The current Italian government is unlikely to survive such a short span. The former prime minister Matteo Renzi is running as a liberal lawmaker in the next election. The support for EU sanctions against Russia may be in danger of softening, as his coalition partners have aligned themselves with Russia’s regime.

Plans to renegotiate EU’s post-pandemic recovery fund

EU member states will discuss the plans to renegotiate the post-pandemic recovery fund at their July EU Council summit, despite the fact that no agreement was reached during the summit. While Germany and France will present their own proposals, the “Frugal Four” countries are preparing a counter-proposal, insisting that loans be given instead of grants and subsidies.

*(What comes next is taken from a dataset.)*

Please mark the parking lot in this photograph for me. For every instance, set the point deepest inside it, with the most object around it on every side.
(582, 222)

The European Commission has proposed a new long-term EU budget and recovery fund. The EU will borrow up to EUR 750 billion from the capital markets. The plan, referred to as an “Own Resources Decision,” will deal with the exceptional challenges of the COVID-19 crisis. The funds available under the plan will be used to support the countries’ recovery plans, with the maximum direct expenditure of EUR 390 billion. However, member states must first submit their recovery plans to the EC, within two months. After the EU Council has assessed them, they will be able to receive disbursements.

The plans to renegotiate the EU’s post-pandemic recovery plan are raising concerns among investors. The EU has already allocated 200 billion euros to Italy to aid in the aftermath of the Covid-19 outbreak, but plans to renegotiate the plan could jeopardize the money.